Live Looking Forward
“Pedal pedal pedal!” my dad shouted to me as he let go of the back of my banana seat and gave me a big thrust forward. My dad taught me to ride a beautiful yellow bicycle with white streamers over 40 years ago, and I remember it as if it were yesterday. It was a weekend morning and with him by my side, over the course of an hour or so, my emotions went from wobbly fear to pure confidence.
I got off the bike a different child than the one who had gotten on it. I had tasted freedom and it was exhilarating. With my chest puffed up and what felt like was going to be a permanent grin on my face, I knew that I could achieve anything I ever wanted as long as I wanted it enough.
That confidence stayed with me through college, moving abroad to learn Spanish, and getting my first corporate job back in the States.
But at times it has waned, like 15 years ago when my husband Randy introduced me to a new kind of biking—mountain biking.
It was definitely not love at first sight.
We had just moved to Colorado and I quickly and painfully learned that riding a bike on a mountain trail was very different than road riding.
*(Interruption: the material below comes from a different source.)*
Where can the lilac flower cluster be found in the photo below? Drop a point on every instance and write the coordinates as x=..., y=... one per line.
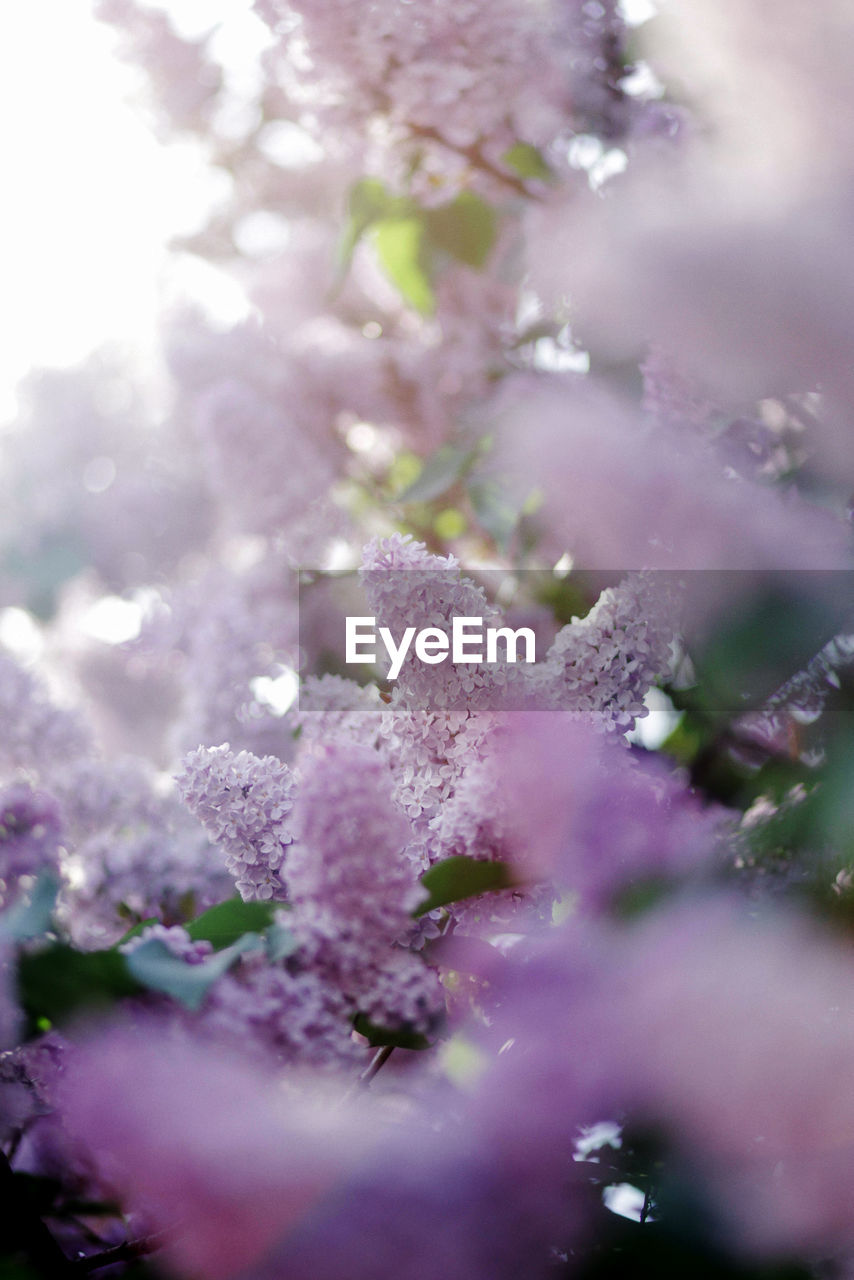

Regardless of whether I was going uphill or downhill, staying upright on steep rocky trails approximately the width of the bike I was on, took every ounce of focus I had.
There were moments of frustration and overwhelm.
Randy would tell you that during one of our initial forays in the most gorgeous of settings I may have thrown my bike in anger with tears streaming down my face and awkward profanity coming out of my mouth.
I remember my head being full of all kinds of victimizing sentences—that mountain biking was too hard for me, that Randy wasn’t supportive enough, that I wasn’t on the right bike—thoughts that felt true in the moment but weren’t.
I remember I wanted to give up.
But I didn’t.
Fast forward to today and mountain biking is one of my most simple pleasures in life.
Getting on my mountain bike gets me away from distractions, long lists of should-dos that seem important, but aren’t, as they’re creating a gap between the life I choose to live and the life I want to live.
And the life I want to live?
It’s not complicated. It’s a simple rich existence of intentional together time with Randy and our two grade-school boys. And it’s showing up for and serving my clients who are facing their own obstacles and wanting to learn how to move through them.
Over the years I’ve collected my share of scrapes and bruises and sprained wrists and broken bones—literally, and mostly stemming from time on my bike.
So why do I keep getting on it?
Because when I’m on the bike I’m focused on the trail in front of me, and all of my worries disappear.
Any resistance I’m harboring melts within a few minutes of the ride. Thoughts that my life should be one way or another, when it’s not, dissipate.
With each deep inhale my heart fills with abundance—and I’m reminded that my life shouldn’t be any other way than the way it is. Time on the bike always gifts me with clarity, hope and drive. It keeps me present and feeling alive.
And now mountain biking has become an anchor for our family of four.
Randy and I affectionately named our two boys “Crash” and “Smash” years ago when they were first learning how to ride bikes.
Today as 9 and 11-year-olds I can barely keep up with them.
They’re on their own mountain bikes, with their own stories of what their bikes mean to them.
At the start of each ride, Randy and I tell the boys to stay present to what’s in front of them. And that looking too far up the path can be distracting or even paralyzing—we’re going to ride to the top of that peak? not a chance!
And even though they’ve heard it a hundred times, we still often chorus, look where you want to go! And don’t look where you don’t want to go!
Because in biking, as in life, where you look is where you go.
Randy and I also tell the boys to stick to their line, meaning that we want them to commit to the path they chose to get over whatever rock or tree root obstacles are in their way of reaching their goal.
And we’ve realized that both on and off the bike, there are lots of lines but some are better than others.
Speed is also key.
If the boys go too fast, they’ll feel out of control and be scared.
Yet if they go too slow, they may fall over or come to a full stop, and not make any progress. Another downfall of going too slow? On an uphill, initially, it’s really hard to get back on and keep the bike upright.
So it takes some experimenting to find the right momentum to make the trail flow.
Both on and off the bike, the trail is always changing, but the direction we’re facing, never does. We ride looking forward (but not too far forward) and we live looking forward. And life feels light.
What about you?
Are you creating the momentum in life that you want?
Is there a change you’d like to make?
If so, start by living, looking forward.
And know that if you love your ride—the line you take and the speed you go—you’ll love your results.